Idées vivantes: ces logiques sont-elles les mêmes partout dans le monde? ? Y a-t-il des régions du monde où ces tendances sont particulièrement préoccupantes? ?

RL: Le problème de la résistance est particulièrement aigu dans les pays en développement où les maladies infectieuses sont plus courantes et où les patients atteints d'infections réfractaires ont moins de chances d'avoir accès à un traitement de deuxième ligne, plus complexe que la chirurgie de première ligne, et même en avoir les moyens. parce qu'ils sont plus chers. En outre, certains facteurs aggravants peuvent augmenter la résistance aux antimicrobiens en favorisant la propagation d'agents pathogènes résistants: mauvaise hygiène, alimentation en eau aléatoire, conflits internes et croissance liée aux épidémies. présent HIV – nombre de patients immunodéprimés.

Dans un pays comme l’Inde, la consommation d’antibiotiques a augmenté avec le niveau de vie ; la production pharmaceutique nationale y est également favorable. Et l'Inde n'est pas le seul pays émergent concerné. La consommation d'antibiotiques devrait doubler en 2010-2030 au Brésil, en Russie, en Inde, en Chine et en Afrique du Sud ( BRICS) – idem pour la consommation par habitant. Cette augmentation joue un rôle clé dans le développement de la résistance aux antimicrobiens observée au cours de la dernière décennie.

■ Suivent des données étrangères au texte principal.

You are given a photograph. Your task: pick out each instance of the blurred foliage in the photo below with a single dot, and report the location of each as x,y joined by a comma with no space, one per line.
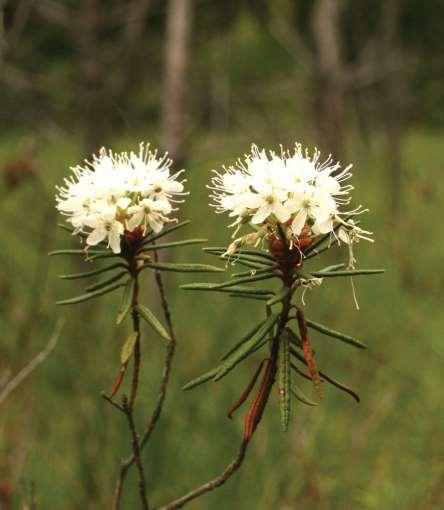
56,432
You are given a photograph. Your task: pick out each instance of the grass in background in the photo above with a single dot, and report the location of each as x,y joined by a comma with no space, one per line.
387,452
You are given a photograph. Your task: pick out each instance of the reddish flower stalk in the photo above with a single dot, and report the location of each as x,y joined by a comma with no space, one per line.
308,353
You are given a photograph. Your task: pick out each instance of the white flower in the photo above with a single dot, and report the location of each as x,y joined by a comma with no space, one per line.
294,190
118,192
149,212
105,226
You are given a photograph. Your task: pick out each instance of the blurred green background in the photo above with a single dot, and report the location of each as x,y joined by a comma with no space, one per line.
363,80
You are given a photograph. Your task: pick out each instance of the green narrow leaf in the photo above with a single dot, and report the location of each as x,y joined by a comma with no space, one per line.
74,252
250,345
90,295
152,238
183,268
241,289
201,379
351,272
334,267
148,247
249,279
280,296
108,281
254,272
126,301
335,334
284,379
246,337
87,274
153,321
299,395
128,348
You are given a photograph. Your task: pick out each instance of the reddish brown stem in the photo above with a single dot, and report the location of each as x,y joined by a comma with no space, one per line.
247,391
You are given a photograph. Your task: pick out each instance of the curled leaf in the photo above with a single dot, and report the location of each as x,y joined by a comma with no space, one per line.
335,334
128,348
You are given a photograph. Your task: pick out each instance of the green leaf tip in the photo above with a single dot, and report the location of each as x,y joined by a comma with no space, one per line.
90,295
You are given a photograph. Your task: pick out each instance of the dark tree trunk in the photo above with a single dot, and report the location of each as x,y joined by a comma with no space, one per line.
178,30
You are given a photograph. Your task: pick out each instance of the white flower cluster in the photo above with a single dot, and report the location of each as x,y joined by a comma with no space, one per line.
115,193
293,189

L'un des principaux problèmes est que le niveau de vie et la disponibilité des antibiotiques ont augmenté sans que les politiques en matière de consommation ne soient davantage réduites. Ceci s'applique à la consommation humaine et animale.

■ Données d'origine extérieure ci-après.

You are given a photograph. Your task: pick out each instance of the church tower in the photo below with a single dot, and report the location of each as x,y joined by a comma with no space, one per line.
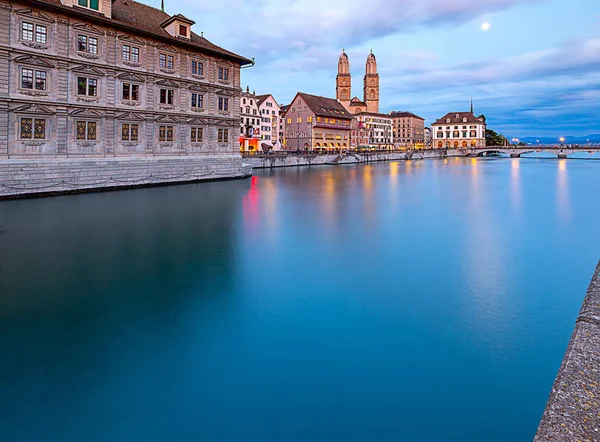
371,86
343,81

La consommation excessive et la résistance aux antibiotiques ont de nombreuses raisons: parfois, ils sont disponibles en vente libre ou de mauvaise qualité. ; les médecins le prescrivent souvent de manière systématique ou même erronée … Et puis il y a des taux de vaccination bas, une prévention insuffisante du côté de l'hôpital, des problèmes d'hygiène (eau propre et égouts), un manque de contrôle de l'environnement autour des usines et un appétit croissant pour la viande, en particulier la volaille.

La pollution de l'environnement par les antibiotiques est un problème de plus en plus important. Ces polluants favorisent le transfert de gènes de résistance à des bactéries commensales et pathogènes pour l'homme. Les plantes antibiotiques pour le traitement des plantes sont en partie responsables du transfert des gènes de résistance à la microflore humaine ; menace sérieuse pour l'efficacité des antibiotiques compte tenu de l'importance du secteur pharmaceutique en Inde. Dans de nombreux pays, y compris l'Inde et la Chine, il n'y a pas de réglementation sur le rejet de déchets antimicrobiens dans l'environnement, mais de telles réglementations sont nécessaires.

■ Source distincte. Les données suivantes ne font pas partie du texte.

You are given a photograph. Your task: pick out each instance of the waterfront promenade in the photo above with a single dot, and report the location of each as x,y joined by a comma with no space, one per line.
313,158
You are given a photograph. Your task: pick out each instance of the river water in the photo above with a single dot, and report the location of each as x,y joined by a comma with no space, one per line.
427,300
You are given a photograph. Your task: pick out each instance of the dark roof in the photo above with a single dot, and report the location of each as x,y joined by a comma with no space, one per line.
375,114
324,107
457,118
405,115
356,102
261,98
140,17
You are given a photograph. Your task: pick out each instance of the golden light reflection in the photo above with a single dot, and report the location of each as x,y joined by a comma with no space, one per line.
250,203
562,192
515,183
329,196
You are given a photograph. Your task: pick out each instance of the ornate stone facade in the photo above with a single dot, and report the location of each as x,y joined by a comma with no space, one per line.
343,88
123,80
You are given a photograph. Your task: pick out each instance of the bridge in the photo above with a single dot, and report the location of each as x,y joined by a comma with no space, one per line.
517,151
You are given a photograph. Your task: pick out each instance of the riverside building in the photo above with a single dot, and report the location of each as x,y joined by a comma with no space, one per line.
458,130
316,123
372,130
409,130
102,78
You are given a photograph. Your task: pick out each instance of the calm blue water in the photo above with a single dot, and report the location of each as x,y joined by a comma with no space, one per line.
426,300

La vie des idées: que pouvez-vous faire pour éviter les scénarios les plus sombres ? Devrions-nous nous inquiéter du développement du nationalisme et du déclin de la volonté de coopérer au niveau international? ?

R. L .:
Cela peut être évité en maintenant l'efficacité des antibiotiques existants et en investissant dans de nouveaux traitements contre les infections, notamment de nouveaux antibiotiques. Beaucoup peut être fait pour limiter la consommation d'antibiotiques non seulement chez l'homme, mais aussi chez les animaux destinés à la consommation. Les priorités d'action doivent être spécifiques à chaque pays. Ce serait bien si la Chine était intéressée à encourager les hôpitaux à vendre des antibiotiques pour générer des revenus. En Inde, la vente non réglementée de doses fixes (et irrationnelles) constitue la principale menace. Aux États-Unis, l’objectif principal devrait être d’avoir un taux élevé d’antibiotiques, ce que les médecins prescrivent trop souvent. Tout cela peut être partiellement mis en œuvre sans l'aide de la coopération internationale, mais au final, l'inaction d'un pays dans ce domaine peut avoir des conséquences mondiales, tout comme les émissions de dioxyde de carbone d'un pays. le seul pays fait écho sur notre planète. Ce qui me préoccupe moins, c’est le déclin de la coopération internationale, mais le fait que nous n’ayons pas sensibilisé les générations futures à l’urgence de ces problèmes. Mais ils ne peuvent être résolus que si nous assumons notre responsabilité en tant que citoyens du monde.